Has anyone built a workable (even a toy) cudnn rnn model in C/C++? I tried to extend the example provided with the cudnn library, but it doesn’t seem to work - the weights and outputs don’t get updated over multiple epochs.
I’m trying to do the same here and as far as I know the training from the example was performed thank to caffee.
If you want to train your RNN you need to use cudnnRNNForwardTraining, cudnnRNNBackwardData and cudnnRNNBackwardWeights. That’s all I know, I’m trying hard to build a complete example with LSTM.
Yes, the RNN example that comes with cudnn uses cudnnRNNForwardTraining, cudnnRNNBackwardData and cudnnRNNBackwardWeights - but it seems it lacks a loss function, so inevitably, it needs to be extended. But even so, it looks like there is a major bug in one of these three functions.

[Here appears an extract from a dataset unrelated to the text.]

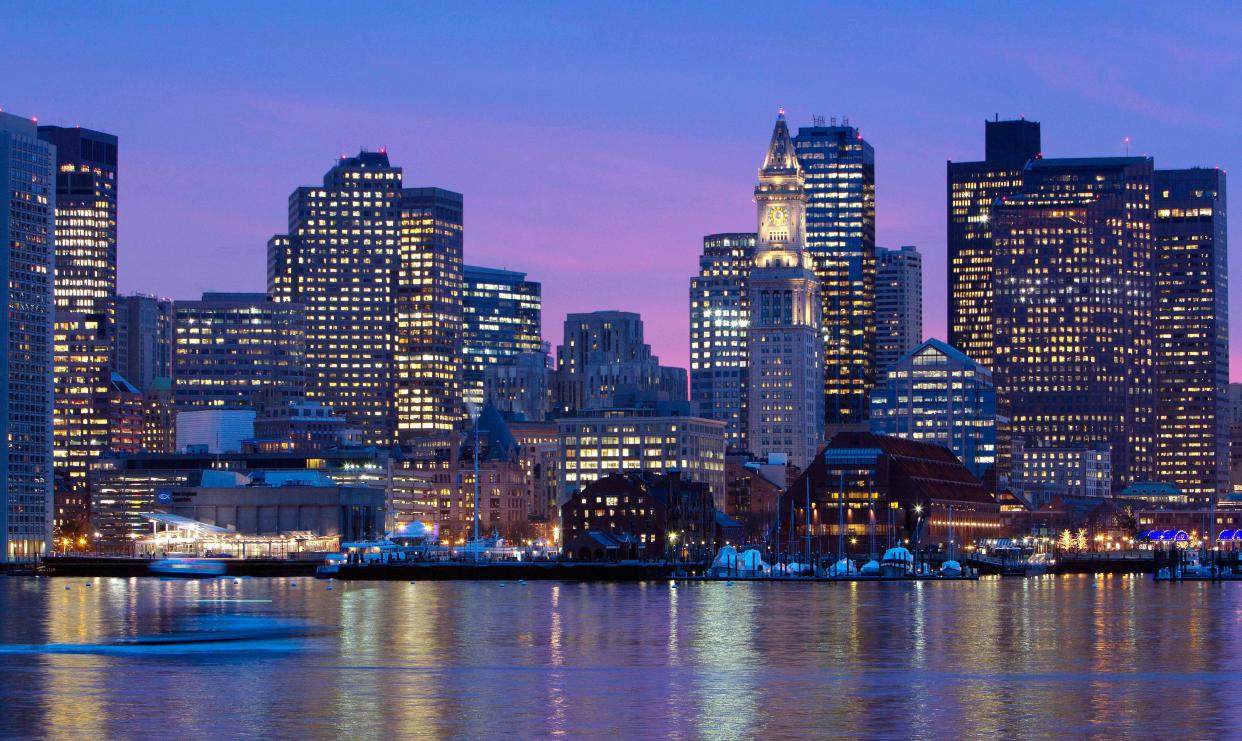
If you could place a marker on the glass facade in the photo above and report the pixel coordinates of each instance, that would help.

So I check a little further and I think that cudnnRNNBackwardData return gradients and cudnnRNNBackwardWeights “accumulates weight gradients dw from the recurrent neural network
described by rnnDesc with inputs x, hx, and outputs y”. However you still have to update your weights manually with learning rates and gradients, no?

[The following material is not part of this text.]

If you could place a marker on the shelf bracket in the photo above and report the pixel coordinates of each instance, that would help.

In fact, from what I understood, none of these function update weights, they just return the necessary value for the updating process.
Do you agree?
I tried several weight updates and it doesn’t work. w and dw remain constant over epochs and what is even more weird, dw remains 0, even after BackwardWeights.
Without a clear description of each function, we are groping in the dark.